Kemudian di atas Benteng Nassau Wati pelan-pelan menghentangkan kakinya.
"Rahman jika rindu memang sekejam ini dan setajam ini pula apakah rindu ini satu dari sekian anak panah Ali kepada musuhnya, satu dari sekian tebasan pedang Thariq bin Ziyad"
"Rahman, jika memang yang harus aku kompromi adalah rindu maka haruskah pula aku kompromi atas kenangan yang kau taruh di setiap ruas sudut tempat ini?
"Nyatanya tidak, kabar telah datang dan kabar telah datang, bahwa negeri ini akan merdeka, negeri akan, apakah kau masih mencintai ku?"

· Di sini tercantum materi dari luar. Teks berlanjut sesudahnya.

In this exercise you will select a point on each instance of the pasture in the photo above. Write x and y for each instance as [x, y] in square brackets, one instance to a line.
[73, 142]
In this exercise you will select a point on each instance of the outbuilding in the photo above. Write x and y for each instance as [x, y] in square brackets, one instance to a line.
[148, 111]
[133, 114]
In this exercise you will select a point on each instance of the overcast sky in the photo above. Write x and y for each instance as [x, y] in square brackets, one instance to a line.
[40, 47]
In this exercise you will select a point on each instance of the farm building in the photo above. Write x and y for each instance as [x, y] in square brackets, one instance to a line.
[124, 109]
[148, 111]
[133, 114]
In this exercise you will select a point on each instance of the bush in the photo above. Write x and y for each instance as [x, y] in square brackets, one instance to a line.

"Mohonlah angin kau bisik saja namaku di telinga Rahman, mohonlah laut kau hanyatkan saja wajah ku ke depan Rahman, mohonlah angin kau bawakan segumpal rindu ini kepada Rahman "
Sambil meneteskan air mata.
"Wati, tak tentu arah apakah aku harus mengikat rindu ini kepada angin? Apakah pula aku harus menulis di atas pasir putih ini kemudian ombak menyapu dan memberi tanda bahwa kita telah bersapa, sebentar malam telah jatuh tepat di pelukan bintang, di dekapan bulan yang setengah basah oleh raut senyummu, apakah kau melihat bulan yang malu-malu menatap ku itu, yang malu mendengar ocehanku kepada mu?"
Di depan istana mini wati kembali bejalan menyusuri setiap sudut ruangan yang di tinggal pejabat VOC, telah aku dengar kabar dari bung yang kau pikul peti mereka itu bahwa akan ada kabar merdeka.
"Pulang-pulanglah, datang lalu dengarkan kegaduhan rindu ku kepadamu ini", sambil menghadap, gelap dan tangan nya memanggil
"Wati, jika benar aku harus tak bernyawa di sini maka aku tak harus berkata bahwa aku mencintai mu"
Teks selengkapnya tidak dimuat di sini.